If you have only one disk and don’t ask to keep multiple copies of each block, then checksums will do little more than protect the most important metadata and tell you when things go wrong.
All that checksum calculation does make file operations slightly slower but frankly without benchmarks you are unlikely to notice. And it gives extra protection to your data.
For those who do not believe that silent data corruption exists, take a look at the relevant Wikipedia page. Everyone who has old enough files has come across occasional weird corruption in them, and whilst there are many possible causes, silent data corruption is certainly one of them.
Personally I feel like a probably unnoticeable loss of performance is more than balanced by greater data resilience.
Error-Correcting Memory
(Henceforth “ECC”)
I’m an enthusiast for ECC memory – my main workstation has a ton of it, and I’ve insisted on ECC memory for years.
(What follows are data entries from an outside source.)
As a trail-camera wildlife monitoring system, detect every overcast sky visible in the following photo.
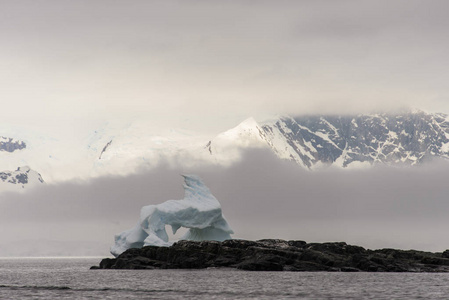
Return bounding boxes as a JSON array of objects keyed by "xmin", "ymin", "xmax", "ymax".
[
  {"xmin": 1, "ymin": 0, "xmax": 449, "ymax": 134},
  {"xmin": 1, "ymin": 149, "xmax": 448, "ymax": 256}
]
I’ve seen errors being corrected (although that was back when I was running an SGI Indigo2). Reliability is everything.
However there are those who will claim you cannot run ZFS without ECC memory. Or that ZFS without ECC is more dangerous than any other file system format without ECC.
Not really.
Part of the problem is that those with the most experience of ZFS are salty old Unix veterans who would are justifiably contemptuous of server hardware that lacks ECC memory (that includes me). We would no sooner consider running a serious file server on hardware that lacks ECC memory than rely on disk ‘reliability’ and not mirror or RAID those fallible pieces of spinning rust.
ZFS will run fine without ECC memory.
But will it make it worse?
It’s exceptionally unlikely – there are arguable examples of exceptionally esoteric failure conditions that may make things worse (the “scrub of death”) but I side with those who feel that such situations are not likely to occur in the real world.
And as always, why isn’t your data backed up anyway?